Fig 7: The bedrooms are densely hung with art; here, engravings and watercolours. There is a soft palette of colours in the room, with the bed hangings in teal and salmon.

(Image credit: Paul Highnam for Country Life / Future)

The top-lit staircase hall is a warren of engraved portraits of people associated with the house; both earlier owners and several famous visitors, including an imagined view of Walpole visiting Ampthill, drawn by Sir Albert Richardson, president of the Royal Academy. The small vestibule that leads back into the entrance hall is densely hung with watercolours, drawings and engraved views of the house. The bedrooms are also crammed with art (Fig 7) and one dressing room is fitted out as an elaborate cabinet of curiosities, with shells, stuffed birds, exotic fish and fossils (Fig 6) in the manner of 16th-century Wunderkammers.

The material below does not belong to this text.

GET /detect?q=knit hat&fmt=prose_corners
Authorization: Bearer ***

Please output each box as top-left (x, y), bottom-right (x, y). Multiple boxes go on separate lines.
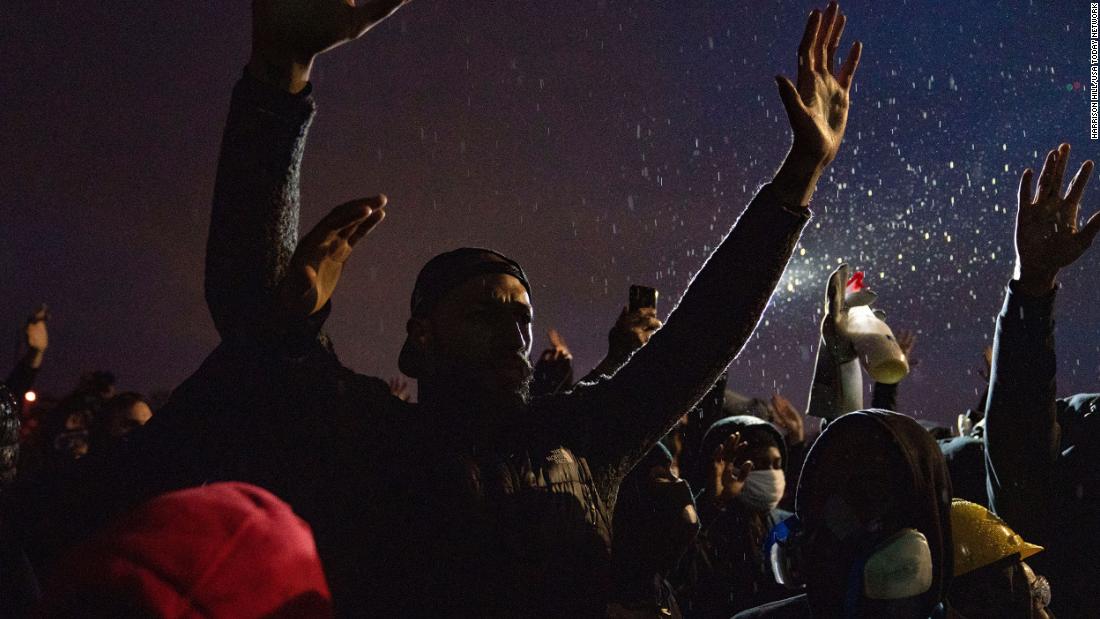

A series of libraries occupies two rooms on the north front, with fine fitted shelves designed by the Cliffords’ son-in-law Ivo Curwen, an architect who is married to their daughter, actress Pandora Clifford. The first library (Fig 4) is arranged as something of a homage to Sir Timothy’s writer-father and contains his father’s desk and portrait bust. One study has a cabinet kept purely for albums of visual research on the relationship between the fine and applied arts, which Sir Timothy has been compiling all his working life. The handsome vaulted stone hall (Fig 3), under the entrance hall, is a library devoted to Italian art and a place to display studio pottery, ancient Chinese pots and antlers. Yet another room is lined with files filled with research on every work of art in the house.

The Cliffords also have a rustic home in Castel-di-Lago in Umbria in Italy, where they maintain a major library, on Italian ceramics and the history of Umbria, and a separate museum devoted to maiolica. The collections at Ampthill Park House spring from a deep love of the Arts, but also form a kind of biography of two people who have devoted their lives to the celebration of connoisseurship and the sheer enjoyment of art and history.